Grande cellule polyédrique provenant de la transformation, dès l’implantation de l’œuf fécondé, de la cellule stromale de l’endomètre ou cellule du chorion cytogène.

caduque utéroplacentaire, chorion cytogène

[A2, O3]

cellule M l.f.

M cell, microfold cell

Cellule appartenant à l'épithélium qui recouvre les follicules lymphoïdes du tube digestif ou les plaques de Peyer.
Cette cellule difficile à identifier en microscopie optique se caractérise en microscopie électronique par l'absence de microvillosités et l'existence d'un repli cytoplasmique contenant lymphocyte et/ou macrophage. De par sa situation entre les antigènes de la lumière intestinale et la zone du dôme des follicules, elle a une fonction de cellule présentatrice d'antigène. Elle est spécifique du tractus digestif.

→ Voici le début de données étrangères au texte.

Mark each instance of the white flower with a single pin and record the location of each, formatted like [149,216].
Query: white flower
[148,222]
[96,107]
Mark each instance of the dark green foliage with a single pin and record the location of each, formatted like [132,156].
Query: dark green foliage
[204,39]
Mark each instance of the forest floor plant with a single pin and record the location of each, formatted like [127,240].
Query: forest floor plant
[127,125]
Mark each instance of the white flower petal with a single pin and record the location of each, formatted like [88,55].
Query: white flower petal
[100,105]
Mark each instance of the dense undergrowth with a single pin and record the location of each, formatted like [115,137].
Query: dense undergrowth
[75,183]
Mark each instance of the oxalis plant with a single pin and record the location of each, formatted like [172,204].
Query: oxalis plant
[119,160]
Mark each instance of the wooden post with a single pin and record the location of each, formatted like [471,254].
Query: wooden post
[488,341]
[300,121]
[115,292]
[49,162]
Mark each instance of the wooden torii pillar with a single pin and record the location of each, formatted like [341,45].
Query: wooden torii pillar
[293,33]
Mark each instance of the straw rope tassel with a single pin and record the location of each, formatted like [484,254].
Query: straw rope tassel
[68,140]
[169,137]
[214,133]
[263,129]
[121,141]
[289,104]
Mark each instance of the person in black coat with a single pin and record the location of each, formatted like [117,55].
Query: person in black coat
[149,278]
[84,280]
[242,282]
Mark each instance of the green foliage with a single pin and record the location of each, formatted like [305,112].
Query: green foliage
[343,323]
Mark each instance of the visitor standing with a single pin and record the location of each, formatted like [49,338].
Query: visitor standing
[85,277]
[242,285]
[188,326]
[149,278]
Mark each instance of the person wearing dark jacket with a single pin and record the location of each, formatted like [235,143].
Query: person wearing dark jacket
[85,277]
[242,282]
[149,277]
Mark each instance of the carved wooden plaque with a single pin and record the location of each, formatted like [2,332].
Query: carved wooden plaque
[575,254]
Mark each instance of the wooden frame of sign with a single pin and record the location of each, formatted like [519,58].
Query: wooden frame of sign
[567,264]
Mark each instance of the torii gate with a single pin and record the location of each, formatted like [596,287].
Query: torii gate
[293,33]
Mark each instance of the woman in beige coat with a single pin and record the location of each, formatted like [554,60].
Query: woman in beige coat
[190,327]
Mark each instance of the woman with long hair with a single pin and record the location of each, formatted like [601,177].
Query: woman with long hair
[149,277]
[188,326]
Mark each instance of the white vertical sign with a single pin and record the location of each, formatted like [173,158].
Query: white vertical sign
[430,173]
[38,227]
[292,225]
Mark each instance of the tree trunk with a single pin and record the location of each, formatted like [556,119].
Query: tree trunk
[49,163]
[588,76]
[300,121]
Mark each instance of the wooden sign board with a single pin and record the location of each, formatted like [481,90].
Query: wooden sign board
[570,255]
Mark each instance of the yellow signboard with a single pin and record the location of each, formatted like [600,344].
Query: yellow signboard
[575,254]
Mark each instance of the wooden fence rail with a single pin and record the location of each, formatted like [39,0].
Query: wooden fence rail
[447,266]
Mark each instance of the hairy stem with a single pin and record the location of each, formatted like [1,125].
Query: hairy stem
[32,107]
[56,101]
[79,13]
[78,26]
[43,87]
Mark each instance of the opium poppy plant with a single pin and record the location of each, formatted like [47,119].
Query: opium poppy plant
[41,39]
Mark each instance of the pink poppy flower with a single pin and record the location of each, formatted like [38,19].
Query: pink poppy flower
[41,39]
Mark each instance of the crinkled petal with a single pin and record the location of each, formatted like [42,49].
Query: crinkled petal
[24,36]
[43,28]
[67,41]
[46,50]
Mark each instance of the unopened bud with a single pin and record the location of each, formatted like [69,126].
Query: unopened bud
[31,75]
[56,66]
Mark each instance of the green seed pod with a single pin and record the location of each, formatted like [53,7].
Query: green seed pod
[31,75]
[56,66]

J. Peyer, anatomiste suisse (1677)

plaques de Peyer.

[A2, L1]

cellule musculaire lisse vasculaire l.f.

vascular smooth muscle cell

Cellule présente dans les artères et les veines, allongée, fusiforme, de petite taille, à noyau central ovalaire indenté.
Elle se présente sous deux phénotypes, soit contractile, au cytoplasme pauvre en ergatoplasme mais riche en myofilaments ancrés sur la membrane plasmique par de nombreux corps denses, soit sécrétant collagènes, élastine, glycosaminoglycanes, de même aspect cellulaire mais avec peu de myofilaments et un ergastoplasme développé. Ce dernier type peut migrer, se multiplier et acquérir des propriétés de phagie vis à vis des lipoprotéines de faible densité, devenant une cellule spumeuse. La cellule musculaire lisse est entourée d'une membrane basale discontinue. Au cours de la genèse des parois vasculaires, le phénotype, d'abord sécrétant, assure la construction de la média par ses sécrétions, puis devient contractile et assure la contractilité de la paroi ; au cours du vieillissement, la média contient progressivement de plus en plus de cellules musculaires lisses de type sécrétant des collagènes et devient scléreuse.